At any time you can preview your work by pressing the preview button at the top of the menu bar. This opens a screen that will play the DVD as if it were already burned. A small remote comes up and allows you to test all the links and functions. A really nice feature.

Once you have all your clips arranged the way you'd like and you are ready to create your DVD, you can click File>Optimize DVD and a window will open that will tell you what clips if any need to be rendered or converted. If the file does not need to be re-compressed, there will be a green check mark next to it (see figure 4). If re-compression is necessary, a yellow diamond will display, and if you force re-compression on an already compliant file, then a red diamond will display. This is a fast and foolproof way to check your project before you complete the process. By making sure that your files are already compliant, you can cut the burn time dramatically.

Figure 4



Files that need re-compression display with a Yellow Diamond. Compliant files have a green check mark that indicates no re-compression is necessary (mpeg-2 files)

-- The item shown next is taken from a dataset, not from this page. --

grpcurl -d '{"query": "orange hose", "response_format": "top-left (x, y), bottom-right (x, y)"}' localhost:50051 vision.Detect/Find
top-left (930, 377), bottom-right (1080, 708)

I think that Sonic Foundry has really hit a home run with this package. DVD Architect works right out of the box. There is a very short learning curve (although I imagine that the more you work with this program the more tricks you'll discover). The output is as professional as you could want with none of the craziness that others would have you believe is a part of DVD authoring.

The interface is simple and effective. The manual, while I'd like to see a little more depth and some more sophisticated themes available, is readable and informative.

But the bottom line is that DVD Architect fulfills its mission and allows beginner or expert to construct a professional DVD presentation with a minimum of hassle and headache.

Cow Rating:

Add some more sophisticated themes, and a little more depth to the manual and you'd have 5 cows easily.
For what it is, 4 1/2 cows and a MUST BUY Rating!